In der Küche bot ich dem fremden Besucher einen Stuhl an und stellte ihm eine frische Tasse Kaffe vor. Während er Schluck um Schluck trank schienen seine Blicke die ganze Umgebung abzutasten, wie als suchten sie nach einer Sehenswürdigkeit in einer fremden Stadt. Oft lächelte er und nickte mir freudig entgegen. Dann durchbrachen sechs Worte die kaffeeschlürfende, kühlschranksummende und uhrzeigertickende Stille.
»Also hab ich es tatsächlich geschafft !?«
Ich nickte zur Antwort nur etwas verlegen und füllte meine Tasse wieder auf.

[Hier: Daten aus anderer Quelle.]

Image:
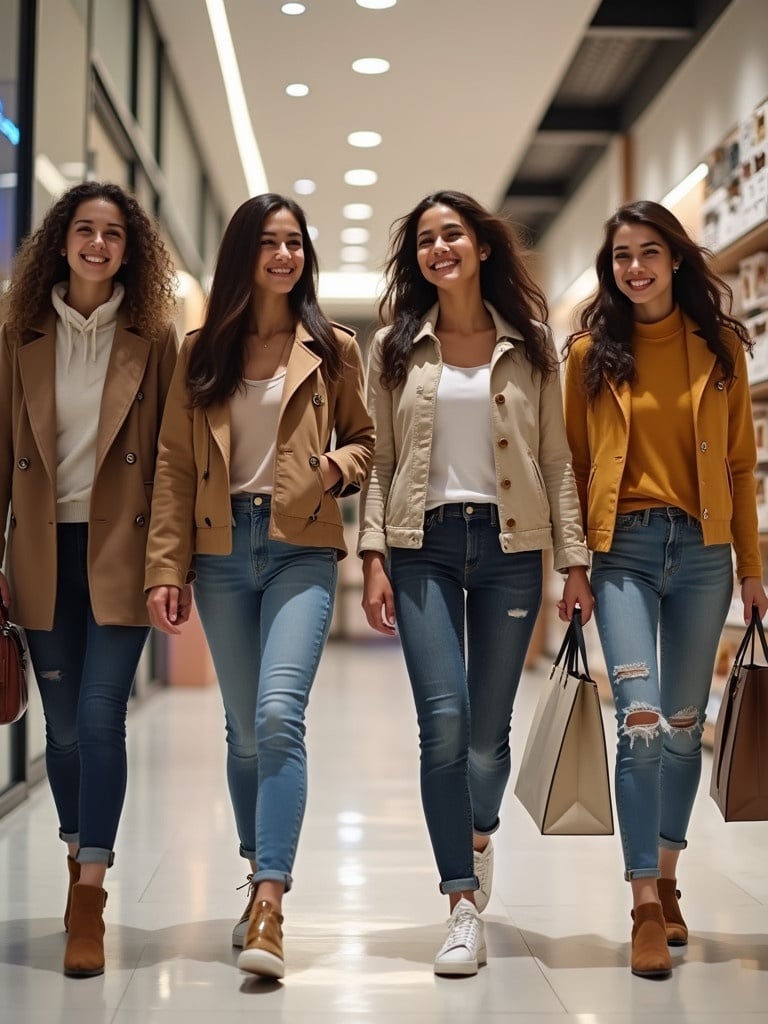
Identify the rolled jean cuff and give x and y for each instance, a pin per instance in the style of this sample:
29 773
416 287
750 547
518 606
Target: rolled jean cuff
95 855
673 844
460 885
641 872
267 876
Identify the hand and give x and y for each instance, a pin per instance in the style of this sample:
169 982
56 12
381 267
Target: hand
168 605
4 591
577 591
331 472
753 593
378 599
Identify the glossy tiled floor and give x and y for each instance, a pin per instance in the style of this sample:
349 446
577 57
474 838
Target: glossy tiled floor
365 916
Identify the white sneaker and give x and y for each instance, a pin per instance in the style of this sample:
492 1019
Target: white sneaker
464 949
241 929
483 863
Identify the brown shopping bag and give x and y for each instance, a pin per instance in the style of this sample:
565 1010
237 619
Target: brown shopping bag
563 778
739 768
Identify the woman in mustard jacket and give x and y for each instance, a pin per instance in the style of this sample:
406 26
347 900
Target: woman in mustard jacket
246 492
659 424
87 351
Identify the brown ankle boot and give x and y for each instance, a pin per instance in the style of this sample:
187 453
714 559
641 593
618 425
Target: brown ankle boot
74 868
84 956
677 930
650 957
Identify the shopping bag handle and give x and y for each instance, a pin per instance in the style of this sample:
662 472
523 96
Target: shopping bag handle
572 647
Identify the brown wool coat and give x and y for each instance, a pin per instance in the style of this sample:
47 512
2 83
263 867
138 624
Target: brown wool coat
137 380
192 508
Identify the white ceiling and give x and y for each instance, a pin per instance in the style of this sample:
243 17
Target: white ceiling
469 82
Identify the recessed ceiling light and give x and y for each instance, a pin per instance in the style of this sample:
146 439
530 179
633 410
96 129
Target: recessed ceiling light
357 211
360 176
371 66
354 254
364 139
355 236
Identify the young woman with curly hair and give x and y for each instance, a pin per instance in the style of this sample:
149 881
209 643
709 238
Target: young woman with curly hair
658 419
87 351
471 480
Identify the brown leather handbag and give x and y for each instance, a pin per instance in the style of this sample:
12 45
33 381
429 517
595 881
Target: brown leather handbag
739 767
13 693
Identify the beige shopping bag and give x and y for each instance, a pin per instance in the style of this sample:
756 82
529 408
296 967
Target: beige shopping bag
563 778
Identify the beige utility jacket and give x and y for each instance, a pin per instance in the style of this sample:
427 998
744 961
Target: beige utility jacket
135 386
192 508
536 488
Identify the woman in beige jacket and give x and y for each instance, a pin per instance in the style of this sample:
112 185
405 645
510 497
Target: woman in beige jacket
247 491
471 480
86 357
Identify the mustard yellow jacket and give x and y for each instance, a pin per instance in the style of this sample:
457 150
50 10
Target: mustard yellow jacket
192 507
724 456
137 378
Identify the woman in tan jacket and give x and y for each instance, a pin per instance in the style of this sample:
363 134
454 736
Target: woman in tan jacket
659 423
246 492
86 356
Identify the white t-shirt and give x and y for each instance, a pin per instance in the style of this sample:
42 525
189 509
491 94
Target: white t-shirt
462 467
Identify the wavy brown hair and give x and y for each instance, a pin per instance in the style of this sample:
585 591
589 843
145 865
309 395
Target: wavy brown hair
505 283
608 316
147 276
217 358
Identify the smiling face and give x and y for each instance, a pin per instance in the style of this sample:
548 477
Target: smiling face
446 249
95 243
643 265
281 259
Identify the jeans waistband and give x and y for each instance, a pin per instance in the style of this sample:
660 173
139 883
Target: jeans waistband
467 511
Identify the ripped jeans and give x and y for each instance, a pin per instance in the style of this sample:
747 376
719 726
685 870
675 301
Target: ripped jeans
662 598
461 580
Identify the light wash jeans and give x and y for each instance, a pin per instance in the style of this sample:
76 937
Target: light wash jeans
461 579
266 610
85 674
662 598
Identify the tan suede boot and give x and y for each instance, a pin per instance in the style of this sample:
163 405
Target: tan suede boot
262 952
84 956
650 957
74 869
677 930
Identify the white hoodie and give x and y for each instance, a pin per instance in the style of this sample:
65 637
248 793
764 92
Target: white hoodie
83 347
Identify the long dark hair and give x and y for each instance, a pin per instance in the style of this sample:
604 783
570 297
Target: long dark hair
695 288
217 358
147 275
505 283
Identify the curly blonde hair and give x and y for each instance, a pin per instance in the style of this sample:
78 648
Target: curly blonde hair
148 275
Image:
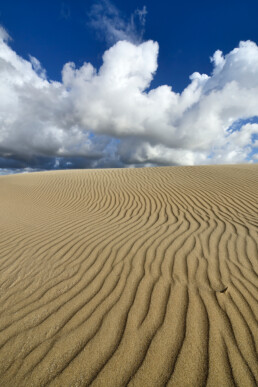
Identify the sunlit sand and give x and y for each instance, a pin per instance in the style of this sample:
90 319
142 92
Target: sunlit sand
139 277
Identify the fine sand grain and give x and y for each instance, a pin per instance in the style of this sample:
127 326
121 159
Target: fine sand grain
138 277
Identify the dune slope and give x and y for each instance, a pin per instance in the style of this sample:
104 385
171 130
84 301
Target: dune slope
138 277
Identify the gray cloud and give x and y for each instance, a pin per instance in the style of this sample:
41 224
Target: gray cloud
106 117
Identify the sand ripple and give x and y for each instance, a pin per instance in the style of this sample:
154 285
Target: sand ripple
138 277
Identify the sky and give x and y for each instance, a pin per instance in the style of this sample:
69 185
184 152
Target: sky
107 84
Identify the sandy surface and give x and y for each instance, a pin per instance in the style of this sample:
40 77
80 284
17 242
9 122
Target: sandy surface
139 277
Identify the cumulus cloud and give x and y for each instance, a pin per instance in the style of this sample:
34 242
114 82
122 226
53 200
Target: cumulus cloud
111 117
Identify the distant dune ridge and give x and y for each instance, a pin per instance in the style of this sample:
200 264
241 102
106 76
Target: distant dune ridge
138 277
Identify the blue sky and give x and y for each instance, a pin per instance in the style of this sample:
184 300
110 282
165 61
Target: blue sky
155 114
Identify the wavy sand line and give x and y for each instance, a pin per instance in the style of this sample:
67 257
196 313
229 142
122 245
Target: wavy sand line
144 277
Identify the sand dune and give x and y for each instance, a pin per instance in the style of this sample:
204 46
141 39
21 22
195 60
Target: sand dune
138 277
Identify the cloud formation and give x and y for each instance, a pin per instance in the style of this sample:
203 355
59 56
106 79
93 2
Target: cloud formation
111 26
111 116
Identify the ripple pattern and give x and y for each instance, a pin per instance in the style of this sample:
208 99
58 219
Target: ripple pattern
129 277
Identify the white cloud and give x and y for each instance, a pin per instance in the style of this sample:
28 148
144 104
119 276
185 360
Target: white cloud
79 116
111 26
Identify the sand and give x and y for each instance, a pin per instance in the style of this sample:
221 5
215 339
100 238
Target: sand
138 277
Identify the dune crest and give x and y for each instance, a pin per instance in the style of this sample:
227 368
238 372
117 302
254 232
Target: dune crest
138 277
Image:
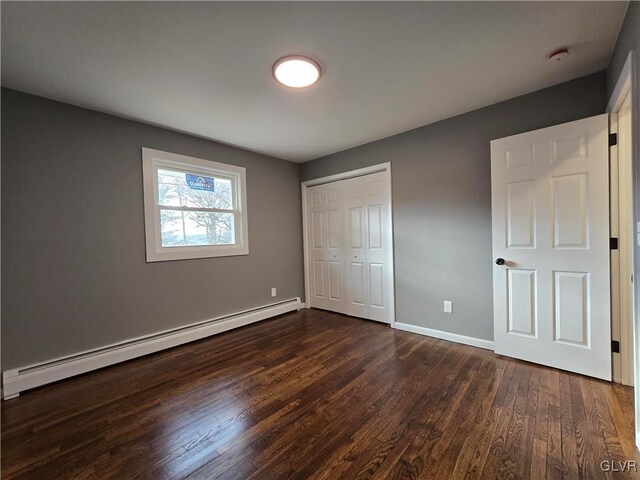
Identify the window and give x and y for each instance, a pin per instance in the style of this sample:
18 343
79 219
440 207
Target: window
193 208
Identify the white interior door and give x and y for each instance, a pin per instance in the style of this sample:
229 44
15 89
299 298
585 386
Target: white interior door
350 247
550 214
326 252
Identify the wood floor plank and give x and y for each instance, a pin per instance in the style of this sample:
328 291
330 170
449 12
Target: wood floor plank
315 395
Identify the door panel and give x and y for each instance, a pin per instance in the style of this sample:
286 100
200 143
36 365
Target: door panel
550 215
522 305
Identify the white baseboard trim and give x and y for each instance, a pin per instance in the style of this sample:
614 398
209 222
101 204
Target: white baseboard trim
452 337
31 376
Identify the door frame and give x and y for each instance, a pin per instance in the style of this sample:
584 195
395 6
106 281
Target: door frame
379 168
625 85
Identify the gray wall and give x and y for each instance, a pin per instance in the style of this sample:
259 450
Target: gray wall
442 200
73 252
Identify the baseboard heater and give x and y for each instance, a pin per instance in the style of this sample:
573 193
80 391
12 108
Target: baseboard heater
31 376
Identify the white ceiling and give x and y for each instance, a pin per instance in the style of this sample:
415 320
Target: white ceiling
205 67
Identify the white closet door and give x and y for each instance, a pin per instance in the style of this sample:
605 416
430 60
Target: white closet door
369 251
355 211
350 247
325 234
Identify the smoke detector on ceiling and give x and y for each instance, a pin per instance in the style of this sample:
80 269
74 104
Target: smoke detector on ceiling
559 55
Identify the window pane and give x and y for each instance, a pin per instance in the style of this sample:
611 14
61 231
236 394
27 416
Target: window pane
179 189
196 228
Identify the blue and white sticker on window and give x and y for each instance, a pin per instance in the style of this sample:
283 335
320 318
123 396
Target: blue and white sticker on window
198 182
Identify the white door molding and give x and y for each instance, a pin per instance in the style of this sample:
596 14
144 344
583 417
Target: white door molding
379 168
625 89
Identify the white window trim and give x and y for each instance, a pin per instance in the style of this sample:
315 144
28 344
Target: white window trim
151 160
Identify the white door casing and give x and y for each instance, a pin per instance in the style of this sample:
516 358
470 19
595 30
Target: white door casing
364 257
550 216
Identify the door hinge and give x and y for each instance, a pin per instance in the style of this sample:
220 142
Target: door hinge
615 346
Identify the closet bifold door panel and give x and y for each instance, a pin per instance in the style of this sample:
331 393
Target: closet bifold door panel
325 234
350 247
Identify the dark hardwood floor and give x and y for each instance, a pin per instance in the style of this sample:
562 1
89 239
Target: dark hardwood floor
315 395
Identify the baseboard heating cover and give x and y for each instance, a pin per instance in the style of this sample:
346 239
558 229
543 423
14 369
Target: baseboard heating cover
31 376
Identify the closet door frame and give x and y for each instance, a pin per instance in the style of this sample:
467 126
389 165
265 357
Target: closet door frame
382 167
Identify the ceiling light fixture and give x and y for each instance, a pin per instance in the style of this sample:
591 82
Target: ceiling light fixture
296 71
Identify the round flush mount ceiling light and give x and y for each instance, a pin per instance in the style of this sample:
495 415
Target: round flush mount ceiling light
559 55
296 71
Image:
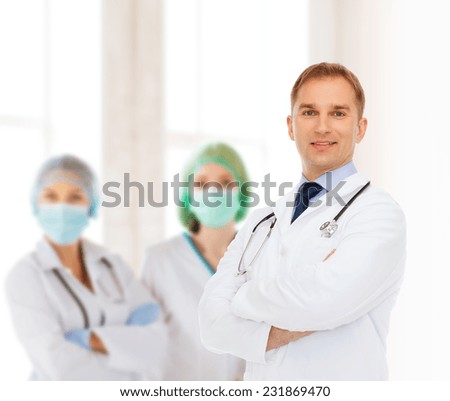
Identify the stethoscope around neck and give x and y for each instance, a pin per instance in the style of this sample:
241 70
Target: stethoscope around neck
76 298
327 229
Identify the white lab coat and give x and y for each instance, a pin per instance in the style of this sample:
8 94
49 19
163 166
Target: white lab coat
176 277
346 299
42 310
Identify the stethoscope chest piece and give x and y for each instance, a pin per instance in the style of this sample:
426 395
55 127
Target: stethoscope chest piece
328 228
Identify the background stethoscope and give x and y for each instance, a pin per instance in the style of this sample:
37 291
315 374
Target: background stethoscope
327 229
77 299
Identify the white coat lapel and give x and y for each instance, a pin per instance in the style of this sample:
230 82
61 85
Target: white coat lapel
350 186
284 206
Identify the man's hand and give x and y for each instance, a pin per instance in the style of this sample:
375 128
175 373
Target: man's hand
279 337
96 344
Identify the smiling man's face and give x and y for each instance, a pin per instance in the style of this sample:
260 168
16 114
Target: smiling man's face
325 125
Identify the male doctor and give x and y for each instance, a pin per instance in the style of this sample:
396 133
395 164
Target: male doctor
297 302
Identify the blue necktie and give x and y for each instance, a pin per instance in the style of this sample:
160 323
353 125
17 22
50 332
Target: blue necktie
306 192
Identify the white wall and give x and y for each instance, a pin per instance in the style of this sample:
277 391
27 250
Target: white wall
397 49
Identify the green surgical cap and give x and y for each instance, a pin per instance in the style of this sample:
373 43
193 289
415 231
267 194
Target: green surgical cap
225 156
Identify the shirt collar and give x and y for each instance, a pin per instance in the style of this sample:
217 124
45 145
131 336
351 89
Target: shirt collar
331 179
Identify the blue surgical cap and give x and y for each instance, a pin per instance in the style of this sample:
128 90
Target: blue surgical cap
71 169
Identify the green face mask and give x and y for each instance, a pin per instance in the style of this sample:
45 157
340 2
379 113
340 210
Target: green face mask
215 210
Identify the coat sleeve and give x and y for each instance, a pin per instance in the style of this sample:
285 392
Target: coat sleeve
365 270
38 328
221 330
135 348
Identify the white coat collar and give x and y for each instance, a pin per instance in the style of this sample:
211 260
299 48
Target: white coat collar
284 205
48 259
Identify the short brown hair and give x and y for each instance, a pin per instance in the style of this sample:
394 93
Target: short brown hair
325 70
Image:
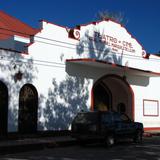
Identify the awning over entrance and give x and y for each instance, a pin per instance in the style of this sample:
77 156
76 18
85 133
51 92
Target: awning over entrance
114 67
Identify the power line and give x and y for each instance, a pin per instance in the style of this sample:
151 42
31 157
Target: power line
71 44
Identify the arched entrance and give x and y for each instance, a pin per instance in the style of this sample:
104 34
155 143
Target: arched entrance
28 106
112 92
3 109
102 97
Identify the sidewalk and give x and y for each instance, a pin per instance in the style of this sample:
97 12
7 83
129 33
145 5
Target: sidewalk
28 144
9 146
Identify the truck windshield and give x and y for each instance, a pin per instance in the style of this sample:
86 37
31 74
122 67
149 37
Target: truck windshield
86 118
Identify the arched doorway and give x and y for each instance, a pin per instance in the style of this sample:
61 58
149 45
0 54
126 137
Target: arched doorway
115 93
102 97
28 106
3 109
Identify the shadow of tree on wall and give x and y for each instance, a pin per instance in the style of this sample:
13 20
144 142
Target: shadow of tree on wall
64 101
95 47
11 64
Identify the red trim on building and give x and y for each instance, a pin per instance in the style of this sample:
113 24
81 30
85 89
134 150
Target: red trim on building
10 26
109 63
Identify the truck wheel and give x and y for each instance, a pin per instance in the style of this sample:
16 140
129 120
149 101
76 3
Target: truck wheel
110 140
138 137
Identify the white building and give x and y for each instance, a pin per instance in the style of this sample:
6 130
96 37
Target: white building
98 66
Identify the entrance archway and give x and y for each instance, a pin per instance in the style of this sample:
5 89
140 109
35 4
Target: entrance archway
28 106
112 92
3 109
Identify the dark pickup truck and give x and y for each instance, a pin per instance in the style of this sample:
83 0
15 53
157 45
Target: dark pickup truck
106 126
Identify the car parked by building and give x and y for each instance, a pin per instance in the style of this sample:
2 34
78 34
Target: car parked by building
107 126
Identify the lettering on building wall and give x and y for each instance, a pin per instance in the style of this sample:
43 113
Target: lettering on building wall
114 43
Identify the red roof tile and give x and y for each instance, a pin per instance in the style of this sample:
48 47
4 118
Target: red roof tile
10 26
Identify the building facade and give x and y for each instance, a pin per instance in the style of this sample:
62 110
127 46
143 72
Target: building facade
59 71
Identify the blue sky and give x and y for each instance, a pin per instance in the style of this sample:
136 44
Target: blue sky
143 16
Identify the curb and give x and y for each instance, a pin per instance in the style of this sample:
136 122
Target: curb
24 147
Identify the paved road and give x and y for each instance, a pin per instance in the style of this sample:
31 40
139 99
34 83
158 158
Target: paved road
149 150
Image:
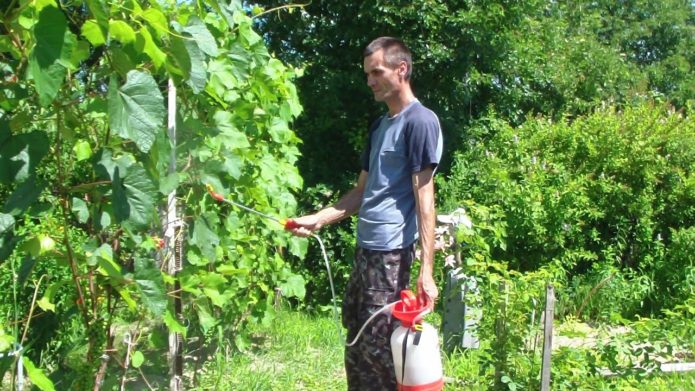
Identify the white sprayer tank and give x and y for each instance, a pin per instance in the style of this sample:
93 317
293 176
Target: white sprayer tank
415 348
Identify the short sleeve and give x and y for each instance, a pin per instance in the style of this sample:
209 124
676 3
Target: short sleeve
424 144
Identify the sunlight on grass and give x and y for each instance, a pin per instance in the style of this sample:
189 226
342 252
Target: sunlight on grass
297 352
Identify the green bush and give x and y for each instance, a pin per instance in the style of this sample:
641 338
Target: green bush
611 191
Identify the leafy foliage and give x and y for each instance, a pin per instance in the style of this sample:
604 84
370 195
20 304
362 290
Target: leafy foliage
606 192
85 170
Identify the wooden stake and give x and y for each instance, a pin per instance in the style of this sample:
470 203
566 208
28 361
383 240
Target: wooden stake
547 336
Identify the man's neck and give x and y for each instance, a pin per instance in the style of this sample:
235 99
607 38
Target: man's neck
400 102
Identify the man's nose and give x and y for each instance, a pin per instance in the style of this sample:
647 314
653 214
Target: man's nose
370 81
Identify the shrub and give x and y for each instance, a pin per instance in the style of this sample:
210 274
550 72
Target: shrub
613 190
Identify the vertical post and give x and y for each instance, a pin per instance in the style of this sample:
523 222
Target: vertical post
173 249
547 336
500 345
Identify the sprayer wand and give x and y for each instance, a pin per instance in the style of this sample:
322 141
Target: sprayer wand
288 224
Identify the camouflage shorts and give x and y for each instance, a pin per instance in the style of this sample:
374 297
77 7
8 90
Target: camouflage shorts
377 278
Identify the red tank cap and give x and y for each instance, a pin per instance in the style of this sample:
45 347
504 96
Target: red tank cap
408 309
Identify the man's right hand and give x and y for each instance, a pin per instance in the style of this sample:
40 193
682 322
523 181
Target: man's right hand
307 225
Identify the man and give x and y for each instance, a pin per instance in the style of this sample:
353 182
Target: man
394 196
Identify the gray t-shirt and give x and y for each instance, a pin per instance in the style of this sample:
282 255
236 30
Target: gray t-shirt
397 148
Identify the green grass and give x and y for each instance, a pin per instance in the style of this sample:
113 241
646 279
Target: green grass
303 352
297 352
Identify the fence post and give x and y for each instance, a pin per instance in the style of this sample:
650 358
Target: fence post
547 336
501 334
173 243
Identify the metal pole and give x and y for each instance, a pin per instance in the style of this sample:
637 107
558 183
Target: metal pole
548 336
172 244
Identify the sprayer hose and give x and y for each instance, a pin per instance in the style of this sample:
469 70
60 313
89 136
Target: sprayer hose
386 307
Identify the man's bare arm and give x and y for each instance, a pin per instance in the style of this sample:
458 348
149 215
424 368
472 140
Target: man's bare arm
423 187
348 205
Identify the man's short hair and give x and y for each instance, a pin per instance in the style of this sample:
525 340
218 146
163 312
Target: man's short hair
395 51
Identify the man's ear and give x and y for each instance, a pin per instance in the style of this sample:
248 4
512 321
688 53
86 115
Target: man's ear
402 68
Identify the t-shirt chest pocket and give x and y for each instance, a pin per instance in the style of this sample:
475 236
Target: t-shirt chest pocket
393 155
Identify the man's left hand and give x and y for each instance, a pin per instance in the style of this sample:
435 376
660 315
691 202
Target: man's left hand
427 289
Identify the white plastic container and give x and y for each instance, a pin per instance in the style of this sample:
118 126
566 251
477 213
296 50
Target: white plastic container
415 349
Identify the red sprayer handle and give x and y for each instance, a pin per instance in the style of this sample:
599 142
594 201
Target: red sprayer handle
217 196
289 224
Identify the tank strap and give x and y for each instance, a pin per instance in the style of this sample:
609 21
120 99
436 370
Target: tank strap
416 341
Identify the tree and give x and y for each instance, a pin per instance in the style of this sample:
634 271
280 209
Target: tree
531 57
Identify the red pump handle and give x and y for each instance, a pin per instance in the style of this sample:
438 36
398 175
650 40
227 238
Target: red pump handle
289 224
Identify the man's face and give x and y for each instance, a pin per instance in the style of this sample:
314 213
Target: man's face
384 81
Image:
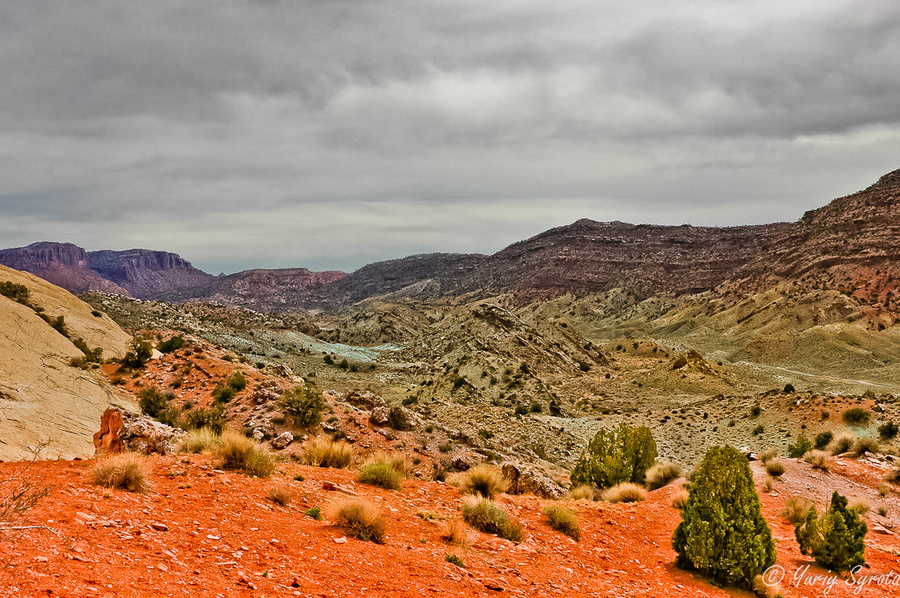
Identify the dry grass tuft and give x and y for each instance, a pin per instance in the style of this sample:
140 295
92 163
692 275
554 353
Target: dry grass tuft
281 495
818 460
769 454
563 520
860 505
125 472
321 452
484 480
380 474
662 474
359 519
239 453
624 492
583 492
489 517
198 441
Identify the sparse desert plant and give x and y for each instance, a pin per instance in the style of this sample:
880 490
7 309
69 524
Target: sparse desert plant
321 452
796 508
679 498
171 345
800 447
304 405
455 533
380 474
823 439
124 472
836 539
768 455
314 512
198 441
396 459
237 452
864 445
582 492
563 520
722 531
623 454
485 480
359 519
818 460
662 474
487 516
857 416
281 495
842 443
775 468
624 492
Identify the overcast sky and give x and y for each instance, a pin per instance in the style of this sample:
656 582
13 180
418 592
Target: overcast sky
329 134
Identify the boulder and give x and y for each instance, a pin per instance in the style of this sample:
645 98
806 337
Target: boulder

»Darf ich ihnen vielleicht etwas zu essen anbieten ?« Der Mann stellte seine Tasse ab und schaute mir entgegen, als habe er auf diese Frage nur gewartet.
»Sehr gerne sogar ! Darf ich ?« und dabei deutete er auf die Obstschüssel, die zwischen uns auf dem Tisch stand.
»Aber natürlich.« Ich schob sie ihm einige Zentimeter entgegen und er griff sich sofort eine Banane heraus, die er nahezu begierig öffnete und in großen, lauthaften Bissen verspeiste. Dabei nickte er mir beständig zu und lächelte. Ich lächeltet stets freundlich zurück und trank meinen Kaffee. Als er die dritte Banane von der Staude gebrochen und aufgegessen hatte, deutete er mit einer hochgezogenen Augenbraue und seiner linken Hand, in der er noch eine Bananenschale hielt, aus dem Küchenfenster hinaus auf meinen Garten, dessen Ende an der großen Mauer sich beinahe in der Dunkelheit verlor. Dabei lächelte er erneut, nur diesmal so wissentlich, als würde eine dritte Person mit im Raum sitzen, die von etwas Unausgesprochenen zwischen uns beiden nichts wissen sollte. Ich versuchte ihn ebenso anzulächeln und deutete gleichfalls zu dem Fenster hinaus in den Garten.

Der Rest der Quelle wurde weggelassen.